El Once de Septiembre: casi 130 años endulzando la vida de los almerienses

El Ayuntamiento reconoce la trayectoria de la confitería con una placa de mármol conmemorativa

El patrimonio comercial de la ciudad está siendo reconocido por el Ayuntamiento de Almería con una placa con la que se quiere poner en valor su contribución durante décadas para el desarrollo de Almería y su identificación con la ciudad. Este martes, el alcalde de Almería, Ramón Fernández-Pacheco, ha acudido a la confitería El Once de Septiembre para homenajear a este negocio centenario, abierto en 1891.


"Esta confitería, como todos los negocios a los que entregamos la placa, son comercios de toda la vida, empresarios que llevan décadas generando empleo en la ciudad, enriqueciendo la oferta gastronómica, comercial y turística de la ciudad, con los que Almería también sale ganando, y desde el Ayuntamiento hemos decidido reconocer su contribución con una preciosa placa de mármol”, ha dicho el alcalde.


El alcalde ha destacado, tras entregarle la placa, que “estamos en una de las confiterías con más solera, un emblema de Almería, que ha visto pasar muchas vicisitudes a lo largo de la historia, y gracias al trabajo de las diferentes familias que se han hecho cargo de la enseña, hoy en día sigue con más potencia que nunca haciendo las delicias de muchas generaciones de Almería. Ésta es la manera de expresarles el deseo de que lo hagan tan bien como hasta ahora. Ojalá haya muchos ’Once de septiembre’ en Almería, empresarios valientes que generen trabajo y desarrollo económico para la ciudad”.


De una gran tormenta a los glaseados de merengue

El Once de Septiembre tiene una historia digna de contar. El mismo día que se iba a inaugurar cayó sobre la ciudad una gran tormenta, pero tuvieron la suerte de que no afectó al negocio. De ahí que Francisco García e Ignacia Gómez, sus primeros dueños, en señal de agradecimiento le pusieron este nombre.

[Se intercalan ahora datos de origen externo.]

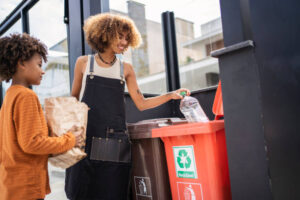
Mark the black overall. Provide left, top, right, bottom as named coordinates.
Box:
left=65, top=56, right=131, bottom=200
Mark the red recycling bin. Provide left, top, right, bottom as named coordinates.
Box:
left=152, top=81, right=231, bottom=200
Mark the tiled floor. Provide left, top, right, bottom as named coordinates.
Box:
left=45, top=164, right=67, bottom=200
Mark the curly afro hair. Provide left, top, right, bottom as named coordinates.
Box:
left=0, top=33, right=47, bottom=82
left=83, top=13, right=142, bottom=53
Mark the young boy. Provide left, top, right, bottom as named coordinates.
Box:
left=0, top=34, right=81, bottom=200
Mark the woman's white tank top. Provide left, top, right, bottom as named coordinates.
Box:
left=79, top=55, right=121, bottom=101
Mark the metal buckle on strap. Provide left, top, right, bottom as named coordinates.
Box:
left=90, top=72, right=94, bottom=79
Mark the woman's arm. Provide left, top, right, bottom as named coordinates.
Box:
left=71, top=56, right=88, bottom=100
left=124, top=63, right=190, bottom=111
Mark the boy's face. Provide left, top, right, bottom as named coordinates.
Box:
left=23, top=53, right=45, bottom=85
left=111, top=32, right=129, bottom=54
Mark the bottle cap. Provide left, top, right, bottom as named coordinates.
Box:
left=180, top=91, right=186, bottom=97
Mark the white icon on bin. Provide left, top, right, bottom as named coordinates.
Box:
left=184, top=185, right=196, bottom=200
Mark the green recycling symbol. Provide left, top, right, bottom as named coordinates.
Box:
left=177, top=149, right=192, bottom=169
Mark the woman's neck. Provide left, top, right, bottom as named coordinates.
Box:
left=99, top=50, right=116, bottom=62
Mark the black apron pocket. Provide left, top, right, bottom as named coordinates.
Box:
left=90, top=133, right=131, bottom=163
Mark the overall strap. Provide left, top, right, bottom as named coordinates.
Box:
left=89, top=55, right=94, bottom=79
left=119, top=58, right=125, bottom=83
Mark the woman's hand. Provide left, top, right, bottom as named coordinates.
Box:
left=169, top=88, right=191, bottom=99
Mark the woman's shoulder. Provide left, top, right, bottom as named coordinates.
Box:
left=6, top=85, right=39, bottom=102
left=76, top=55, right=88, bottom=73
left=77, top=55, right=88, bottom=63
left=123, top=62, right=134, bottom=77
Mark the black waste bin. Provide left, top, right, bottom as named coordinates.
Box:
left=128, top=118, right=186, bottom=200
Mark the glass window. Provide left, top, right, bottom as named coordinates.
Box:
left=29, top=0, right=70, bottom=105
left=0, top=0, right=22, bottom=23
left=110, top=0, right=224, bottom=93
left=29, top=0, right=70, bottom=200
left=1, top=20, right=22, bottom=97
left=171, top=0, right=224, bottom=90
left=110, top=0, right=167, bottom=94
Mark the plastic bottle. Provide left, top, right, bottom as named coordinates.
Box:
left=180, top=92, right=209, bottom=122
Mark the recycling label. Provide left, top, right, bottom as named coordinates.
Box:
left=173, top=146, right=197, bottom=179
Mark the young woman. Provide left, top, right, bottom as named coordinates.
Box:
left=0, top=34, right=81, bottom=200
left=65, top=14, right=189, bottom=200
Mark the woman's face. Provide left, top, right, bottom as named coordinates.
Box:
left=111, top=32, right=129, bottom=54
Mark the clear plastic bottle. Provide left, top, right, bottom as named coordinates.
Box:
left=180, top=92, right=209, bottom=122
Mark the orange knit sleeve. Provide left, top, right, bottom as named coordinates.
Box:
left=14, top=92, right=75, bottom=154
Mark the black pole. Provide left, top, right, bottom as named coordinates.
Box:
left=64, top=0, right=84, bottom=87
left=212, top=0, right=300, bottom=200
left=162, top=11, right=180, bottom=91
left=0, top=0, right=39, bottom=35
left=21, top=9, right=30, bottom=34
left=82, top=0, right=109, bottom=54
left=0, top=82, right=3, bottom=108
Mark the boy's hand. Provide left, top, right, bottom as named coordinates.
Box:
left=75, top=134, right=85, bottom=148
left=70, top=126, right=85, bottom=148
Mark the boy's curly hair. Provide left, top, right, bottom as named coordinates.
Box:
left=0, top=33, right=47, bottom=82
left=83, top=13, right=142, bottom=53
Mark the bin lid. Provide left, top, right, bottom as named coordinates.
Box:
left=152, top=120, right=224, bottom=138
left=212, top=81, right=224, bottom=119
left=127, top=118, right=187, bottom=140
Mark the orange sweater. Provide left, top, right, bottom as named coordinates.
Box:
left=0, top=85, right=75, bottom=200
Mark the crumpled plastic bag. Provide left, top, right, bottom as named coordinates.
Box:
left=44, top=97, right=89, bottom=169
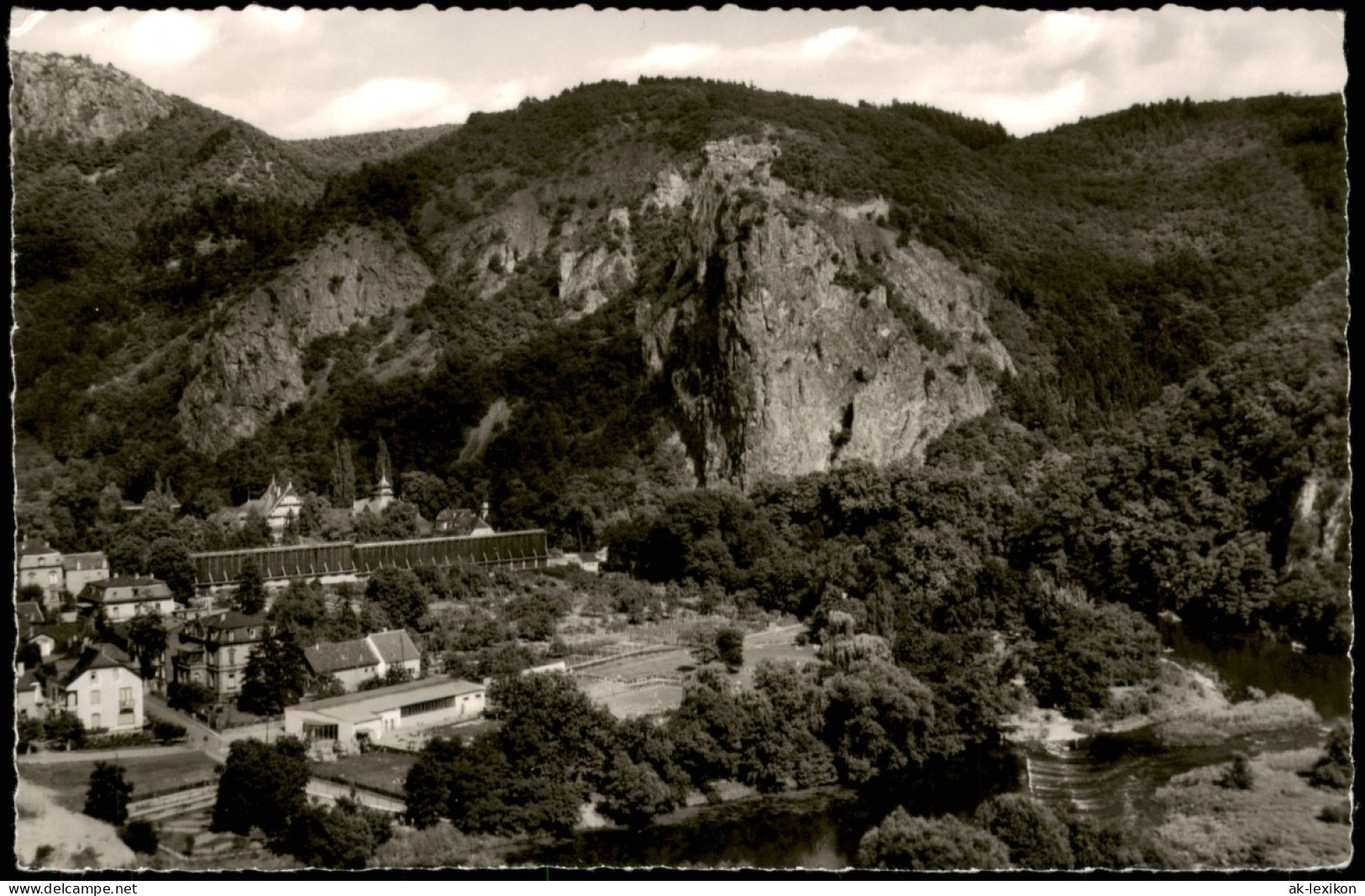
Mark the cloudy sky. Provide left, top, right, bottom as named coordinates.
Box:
left=9, top=7, right=1346, bottom=138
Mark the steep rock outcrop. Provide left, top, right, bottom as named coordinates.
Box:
left=636, top=140, right=1013, bottom=485
left=1289, top=470, right=1352, bottom=564
left=559, top=208, right=635, bottom=321
left=9, top=53, right=176, bottom=144
left=177, top=227, right=433, bottom=454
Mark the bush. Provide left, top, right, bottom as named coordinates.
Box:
left=858, top=807, right=1011, bottom=872
left=1218, top=752, right=1256, bottom=789
left=118, top=818, right=161, bottom=855
left=1317, top=800, right=1352, bottom=825
left=1308, top=726, right=1354, bottom=789
left=976, top=794, right=1076, bottom=870
left=85, top=762, right=133, bottom=825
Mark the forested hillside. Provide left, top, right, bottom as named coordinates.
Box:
left=13, top=60, right=1350, bottom=649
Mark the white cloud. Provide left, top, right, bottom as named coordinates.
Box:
left=967, top=74, right=1089, bottom=134
left=801, top=26, right=861, bottom=60
left=302, top=78, right=452, bottom=134
left=9, top=9, right=48, bottom=39
left=613, top=44, right=721, bottom=75
left=118, top=9, right=213, bottom=65
left=489, top=81, right=527, bottom=109
left=242, top=5, right=308, bottom=37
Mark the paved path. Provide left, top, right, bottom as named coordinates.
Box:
left=19, top=746, right=194, bottom=765
left=142, top=693, right=228, bottom=761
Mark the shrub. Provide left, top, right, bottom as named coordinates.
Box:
left=1218, top=752, right=1256, bottom=789
left=1308, top=726, right=1354, bottom=789
left=1317, top=799, right=1352, bottom=825
left=118, top=818, right=161, bottom=855
left=85, top=762, right=133, bottom=825
left=858, top=807, right=1011, bottom=872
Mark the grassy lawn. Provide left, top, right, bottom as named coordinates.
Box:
left=602, top=684, right=683, bottom=719
left=315, top=752, right=417, bottom=794
left=1156, top=749, right=1352, bottom=867
left=19, top=750, right=216, bottom=811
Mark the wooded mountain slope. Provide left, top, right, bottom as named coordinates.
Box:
left=13, top=55, right=1349, bottom=646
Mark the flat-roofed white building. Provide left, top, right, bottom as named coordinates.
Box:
left=284, top=675, right=486, bottom=746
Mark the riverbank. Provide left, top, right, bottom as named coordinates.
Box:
left=1002, top=658, right=1321, bottom=749
left=13, top=778, right=137, bottom=870
left=1156, top=749, right=1352, bottom=869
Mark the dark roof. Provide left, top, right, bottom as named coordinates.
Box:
left=370, top=629, right=422, bottom=663
left=435, top=507, right=482, bottom=535
left=61, top=551, right=109, bottom=570
left=202, top=610, right=265, bottom=631
left=29, top=622, right=86, bottom=649
left=90, top=575, right=166, bottom=588
left=303, top=638, right=380, bottom=675
left=56, top=645, right=135, bottom=688
left=290, top=675, right=483, bottom=712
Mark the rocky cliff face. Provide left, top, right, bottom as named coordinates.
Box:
left=177, top=227, right=433, bottom=454
left=636, top=140, right=1013, bottom=485
left=9, top=53, right=175, bottom=144
left=1290, top=470, right=1352, bottom=563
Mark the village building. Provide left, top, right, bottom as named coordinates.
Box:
left=79, top=575, right=176, bottom=622
left=190, top=529, right=549, bottom=595
left=351, top=476, right=393, bottom=517
left=13, top=663, right=48, bottom=721
left=435, top=502, right=493, bottom=536
left=172, top=610, right=268, bottom=700
left=284, top=675, right=486, bottom=749
left=366, top=629, right=422, bottom=678
left=44, top=647, right=144, bottom=732
left=303, top=638, right=380, bottom=690
left=19, top=621, right=90, bottom=660
left=19, top=538, right=66, bottom=607
left=13, top=600, right=46, bottom=634
left=238, top=476, right=303, bottom=544
left=303, top=629, right=422, bottom=690
left=104, top=616, right=186, bottom=691
left=61, top=551, right=111, bottom=595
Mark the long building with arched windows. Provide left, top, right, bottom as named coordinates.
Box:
left=190, top=529, right=549, bottom=592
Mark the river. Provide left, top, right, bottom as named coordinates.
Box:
left=509, top=626, right=1352, bottom=869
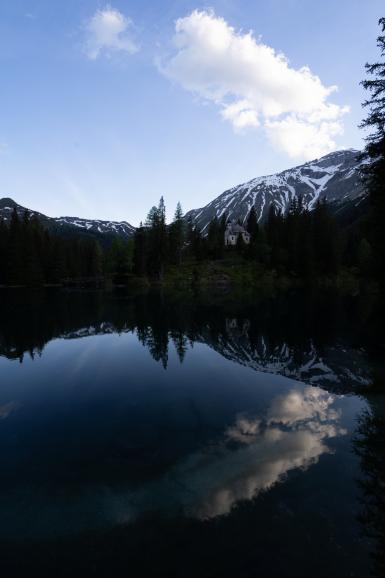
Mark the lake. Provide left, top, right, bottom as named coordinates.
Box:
left=0, top=290, right=385, bottom=578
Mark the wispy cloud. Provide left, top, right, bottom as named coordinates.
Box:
left=84, top=5, right=139, bottom=60
left=160, top=10, right=349, bottom=159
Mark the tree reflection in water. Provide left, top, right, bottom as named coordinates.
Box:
left=354, top=393, right=385, bottom=578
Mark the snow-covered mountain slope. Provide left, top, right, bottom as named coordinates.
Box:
left=186, top=149, right=365, bottom=233
left=198, top=319, right=371, bottom=393
left=0, top=198, right=135, bottom=239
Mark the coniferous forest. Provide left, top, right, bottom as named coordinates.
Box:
left=0, top=198, right=376, bottom=286
left=0, top=18, right=385, bottom=286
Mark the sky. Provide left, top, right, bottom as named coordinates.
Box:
left=0, top=0, right=385, bottom=225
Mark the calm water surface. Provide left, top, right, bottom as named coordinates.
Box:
left=0, top=291, right=385, bottom=578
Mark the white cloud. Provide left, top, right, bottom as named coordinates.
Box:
left=84, top=5, right=139, bottom=60
left=160, top=10, right=349, bottom=159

De ahí pasó a la familia donde las mellizas Carmen y Elvira trabajaron durante décadas. Joaquín Gallardo, el actual propietario junto a su mujer Mari Carmen Orta, lleva desde los 14 años en el obrador de esta confitería, haciendo los pasteles de siempre, artesanales, a la vez que ha incorporado las técnicas más actuales. Gerente desde el año 2000, afirma que “lo más conocido de aquí son los glaseados de merengue, Ana María y Pañuelos. Hemos trabajado con muchos hoteles, hemos participado en más de 4.00 bodas a lo largo de la historia, y actualmente tenemos tres confiterías, en la calle Castelar, la más tradicional, en el barrio de Los Ángeles, donde hemos trasladado el obrador, y en Concepción Arenal”. Mari Carmen Orta añade que “aún vienen clientes con 80 ó 90 años de edad que le piden que le hagamos pasteles de antaño, que ya no se elaboran, y los realizamos expresamente para ellos”. A su lado sus hijos observan orgullosos a sus padres, pensando en incorporarse en un futuro como la nueva generación de propietarios y seguir endulzado la vida de los almerienses como hace la confitería El Once de Septiembre desde hace más de 125 años. 



A principios de 2019 se entregaron las primeras placas a Casa Blanes, de 1932, Joyería Regente, de 1909, y Segura Complementos, de 1920. A partir de ahí se han acercado a Farmacia Durbán, del 1862; Casa Puga, de 1870; Hotel La Perla, de 1880; Confitería La Dulce Alianza, de 1888; Calzados Plaza Suizos, de 1917, y hoy a la confitería 'El Once de Septiembre'. Y quedan pendientes los reconocimientos al Kiosko La Prensa y Foto Mateos para completar los primeros once comercios. Se trata de una iniciativa que ha contado con el asesoramiento de Ginés Valera, en su faceta de investigador de las tradiciones de Almería, y el diseño de la placa es original del dibujante Antonio Moreno.